The owner of a Victorian house in Dublin had suffered an uncomfortably cold period during the severe winter of 2010. We were approached to examine options to make the house more thermally efficient. Having first carried out an energy audit of the house, we developed a package of measures which we considered to be practical in conservation terms that were subsequently carried out during the summer of 2012 in advance of the next heating season. The works consisted of:
• The provision of floor insulation and an airtight membrane to the suspended timber ground floor. This consisted of fibreglass insulation between the joists with an airtight membrane and woodfibre board fixed to the underside of the joists. The works were carried out within the floor void without disturbing the existing flooring or skirtings.
• The replacement of the concrete floor in the annexe with an insulated concrete floor with underfloor heating.
• The provision of 50mm calcium silicate thermal lining board in the annexe areas of the house where there were no cornices or other decorative features.
• Upgrading of attic insulation to current standards and practical draughtproofing where possible
• The retrofitting of slim double glazed units to the original existing timber single glazed sash windows.

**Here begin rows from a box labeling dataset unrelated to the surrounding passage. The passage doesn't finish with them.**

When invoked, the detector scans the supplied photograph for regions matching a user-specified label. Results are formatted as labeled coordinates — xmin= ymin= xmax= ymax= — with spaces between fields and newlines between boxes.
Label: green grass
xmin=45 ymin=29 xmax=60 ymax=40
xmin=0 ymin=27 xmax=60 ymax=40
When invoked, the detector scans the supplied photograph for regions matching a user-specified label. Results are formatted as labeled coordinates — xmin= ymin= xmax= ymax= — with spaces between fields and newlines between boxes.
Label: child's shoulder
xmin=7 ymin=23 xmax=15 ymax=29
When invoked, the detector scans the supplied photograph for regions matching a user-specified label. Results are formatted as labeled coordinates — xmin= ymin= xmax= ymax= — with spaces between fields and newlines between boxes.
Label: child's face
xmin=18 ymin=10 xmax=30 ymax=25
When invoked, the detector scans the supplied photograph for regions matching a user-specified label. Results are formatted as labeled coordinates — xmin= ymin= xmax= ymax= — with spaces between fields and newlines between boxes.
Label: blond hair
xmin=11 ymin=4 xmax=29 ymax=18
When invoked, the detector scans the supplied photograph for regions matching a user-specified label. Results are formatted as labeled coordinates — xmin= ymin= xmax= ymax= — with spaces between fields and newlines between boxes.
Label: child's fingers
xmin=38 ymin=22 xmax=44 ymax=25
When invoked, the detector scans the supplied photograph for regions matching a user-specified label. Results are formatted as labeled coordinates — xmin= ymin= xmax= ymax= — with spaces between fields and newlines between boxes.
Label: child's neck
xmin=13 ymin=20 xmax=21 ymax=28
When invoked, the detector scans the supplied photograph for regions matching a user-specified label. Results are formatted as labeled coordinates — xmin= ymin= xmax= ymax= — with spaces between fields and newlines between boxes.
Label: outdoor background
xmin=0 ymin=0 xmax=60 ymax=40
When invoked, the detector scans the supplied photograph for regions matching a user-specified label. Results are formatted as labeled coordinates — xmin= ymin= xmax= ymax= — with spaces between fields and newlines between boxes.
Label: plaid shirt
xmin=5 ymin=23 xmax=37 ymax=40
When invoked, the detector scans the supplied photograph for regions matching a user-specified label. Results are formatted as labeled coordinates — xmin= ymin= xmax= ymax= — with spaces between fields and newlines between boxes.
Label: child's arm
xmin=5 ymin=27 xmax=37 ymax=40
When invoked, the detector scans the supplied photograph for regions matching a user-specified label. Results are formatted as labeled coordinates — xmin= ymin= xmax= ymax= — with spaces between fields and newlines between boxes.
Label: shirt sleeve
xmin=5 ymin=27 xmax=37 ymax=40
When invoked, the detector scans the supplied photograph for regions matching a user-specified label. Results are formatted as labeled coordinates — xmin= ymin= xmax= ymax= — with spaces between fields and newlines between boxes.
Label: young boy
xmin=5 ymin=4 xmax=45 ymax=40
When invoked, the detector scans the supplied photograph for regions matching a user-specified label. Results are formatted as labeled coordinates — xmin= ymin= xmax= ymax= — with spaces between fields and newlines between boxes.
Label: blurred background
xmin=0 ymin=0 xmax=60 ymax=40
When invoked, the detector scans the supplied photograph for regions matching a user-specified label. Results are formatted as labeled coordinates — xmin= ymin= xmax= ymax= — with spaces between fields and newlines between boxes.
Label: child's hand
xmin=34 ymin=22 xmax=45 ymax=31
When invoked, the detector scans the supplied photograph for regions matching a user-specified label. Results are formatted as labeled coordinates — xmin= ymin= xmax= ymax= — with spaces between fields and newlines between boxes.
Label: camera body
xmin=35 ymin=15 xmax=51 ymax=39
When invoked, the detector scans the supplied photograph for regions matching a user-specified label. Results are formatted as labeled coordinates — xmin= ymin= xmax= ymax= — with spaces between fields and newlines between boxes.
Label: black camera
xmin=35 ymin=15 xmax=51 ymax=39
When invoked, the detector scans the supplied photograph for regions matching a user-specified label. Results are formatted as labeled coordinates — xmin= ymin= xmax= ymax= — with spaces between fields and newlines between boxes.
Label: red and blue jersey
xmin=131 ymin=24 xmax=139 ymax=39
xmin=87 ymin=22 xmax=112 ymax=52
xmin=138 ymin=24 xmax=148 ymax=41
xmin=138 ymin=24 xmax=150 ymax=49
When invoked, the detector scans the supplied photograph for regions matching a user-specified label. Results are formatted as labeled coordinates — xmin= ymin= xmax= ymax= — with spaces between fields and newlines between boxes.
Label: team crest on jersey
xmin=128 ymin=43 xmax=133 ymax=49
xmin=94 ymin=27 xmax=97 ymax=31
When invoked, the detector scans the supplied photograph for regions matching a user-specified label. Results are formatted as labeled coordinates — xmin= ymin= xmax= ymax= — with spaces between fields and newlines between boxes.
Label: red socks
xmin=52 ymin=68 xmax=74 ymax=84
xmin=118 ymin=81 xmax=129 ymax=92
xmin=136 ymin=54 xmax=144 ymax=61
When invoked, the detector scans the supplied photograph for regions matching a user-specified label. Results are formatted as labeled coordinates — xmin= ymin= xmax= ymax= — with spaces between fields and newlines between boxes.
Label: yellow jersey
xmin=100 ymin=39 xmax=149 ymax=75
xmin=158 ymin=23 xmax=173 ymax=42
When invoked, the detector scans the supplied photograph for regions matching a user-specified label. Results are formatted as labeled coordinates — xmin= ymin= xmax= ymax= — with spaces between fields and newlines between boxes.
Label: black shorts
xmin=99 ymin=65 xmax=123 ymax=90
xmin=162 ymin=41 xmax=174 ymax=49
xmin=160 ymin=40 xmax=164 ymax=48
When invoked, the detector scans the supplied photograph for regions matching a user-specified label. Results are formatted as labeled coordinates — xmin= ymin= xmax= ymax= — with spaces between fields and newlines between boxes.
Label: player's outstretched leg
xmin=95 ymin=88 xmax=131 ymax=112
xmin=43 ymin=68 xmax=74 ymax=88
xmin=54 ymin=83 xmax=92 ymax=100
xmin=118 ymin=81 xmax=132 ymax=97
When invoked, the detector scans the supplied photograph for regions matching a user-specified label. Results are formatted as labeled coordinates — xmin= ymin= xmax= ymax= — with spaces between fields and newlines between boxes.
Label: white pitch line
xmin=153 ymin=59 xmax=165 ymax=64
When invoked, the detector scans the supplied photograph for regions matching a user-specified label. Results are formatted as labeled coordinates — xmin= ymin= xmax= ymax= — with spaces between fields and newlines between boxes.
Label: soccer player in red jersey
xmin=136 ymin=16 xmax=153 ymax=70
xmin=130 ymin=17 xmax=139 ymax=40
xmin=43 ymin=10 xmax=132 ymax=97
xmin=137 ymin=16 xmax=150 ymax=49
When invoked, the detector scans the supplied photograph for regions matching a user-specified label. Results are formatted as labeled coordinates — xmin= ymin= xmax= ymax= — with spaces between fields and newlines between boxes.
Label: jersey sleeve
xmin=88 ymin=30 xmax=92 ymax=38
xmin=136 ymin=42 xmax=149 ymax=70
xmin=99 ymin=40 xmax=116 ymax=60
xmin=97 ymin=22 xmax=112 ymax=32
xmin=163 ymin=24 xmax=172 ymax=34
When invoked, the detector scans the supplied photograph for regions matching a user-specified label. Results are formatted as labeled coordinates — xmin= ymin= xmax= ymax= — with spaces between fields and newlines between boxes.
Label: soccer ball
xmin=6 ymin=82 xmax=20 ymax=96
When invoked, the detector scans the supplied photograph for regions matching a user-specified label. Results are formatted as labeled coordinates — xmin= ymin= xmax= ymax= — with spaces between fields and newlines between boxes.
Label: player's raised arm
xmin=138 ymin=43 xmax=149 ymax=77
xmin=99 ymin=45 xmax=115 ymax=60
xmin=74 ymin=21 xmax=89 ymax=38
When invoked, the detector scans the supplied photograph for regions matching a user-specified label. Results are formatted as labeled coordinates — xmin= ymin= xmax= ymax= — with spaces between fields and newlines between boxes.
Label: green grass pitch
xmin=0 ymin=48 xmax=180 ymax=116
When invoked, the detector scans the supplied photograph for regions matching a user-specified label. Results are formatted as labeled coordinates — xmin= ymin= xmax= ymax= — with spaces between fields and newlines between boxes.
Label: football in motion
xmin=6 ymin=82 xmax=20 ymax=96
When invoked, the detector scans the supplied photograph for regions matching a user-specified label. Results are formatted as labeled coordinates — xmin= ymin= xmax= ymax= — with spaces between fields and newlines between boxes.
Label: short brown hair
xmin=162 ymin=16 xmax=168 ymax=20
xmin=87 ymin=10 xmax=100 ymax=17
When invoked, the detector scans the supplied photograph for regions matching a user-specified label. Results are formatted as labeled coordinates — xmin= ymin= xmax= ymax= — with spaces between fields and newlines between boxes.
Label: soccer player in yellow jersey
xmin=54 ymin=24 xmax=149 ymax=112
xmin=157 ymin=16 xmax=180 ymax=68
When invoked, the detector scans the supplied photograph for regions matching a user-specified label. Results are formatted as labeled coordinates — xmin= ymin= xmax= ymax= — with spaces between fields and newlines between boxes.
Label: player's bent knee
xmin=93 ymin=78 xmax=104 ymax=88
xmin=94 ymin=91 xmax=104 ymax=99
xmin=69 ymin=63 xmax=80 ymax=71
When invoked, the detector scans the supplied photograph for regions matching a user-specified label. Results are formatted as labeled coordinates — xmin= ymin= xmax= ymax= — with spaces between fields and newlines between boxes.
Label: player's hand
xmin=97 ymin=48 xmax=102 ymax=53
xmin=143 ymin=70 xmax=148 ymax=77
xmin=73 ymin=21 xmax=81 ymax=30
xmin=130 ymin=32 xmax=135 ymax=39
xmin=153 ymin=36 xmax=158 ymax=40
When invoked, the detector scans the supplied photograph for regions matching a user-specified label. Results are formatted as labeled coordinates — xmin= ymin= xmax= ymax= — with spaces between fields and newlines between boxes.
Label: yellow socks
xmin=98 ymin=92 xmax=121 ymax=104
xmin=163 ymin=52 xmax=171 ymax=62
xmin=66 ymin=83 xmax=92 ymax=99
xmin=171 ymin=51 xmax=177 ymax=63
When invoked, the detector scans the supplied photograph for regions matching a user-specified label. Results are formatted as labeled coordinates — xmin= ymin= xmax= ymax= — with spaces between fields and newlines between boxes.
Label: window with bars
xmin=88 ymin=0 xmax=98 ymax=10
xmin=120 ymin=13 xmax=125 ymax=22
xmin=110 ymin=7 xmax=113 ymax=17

• The rationalising of the heating system to increase the delivered energy by relocating the existing gas boiler from an outhouse to within the building envelope, increasing the piping size and flow rate to the primary circuit to an appropriate level, lagging of pipework where absent and provision of a modern control system.
• The repair of leaking downpipes and replacement of loose cement render to external walls with breathable hydraulic render to reduce the moisture content and improve thermal efficiency in external walls.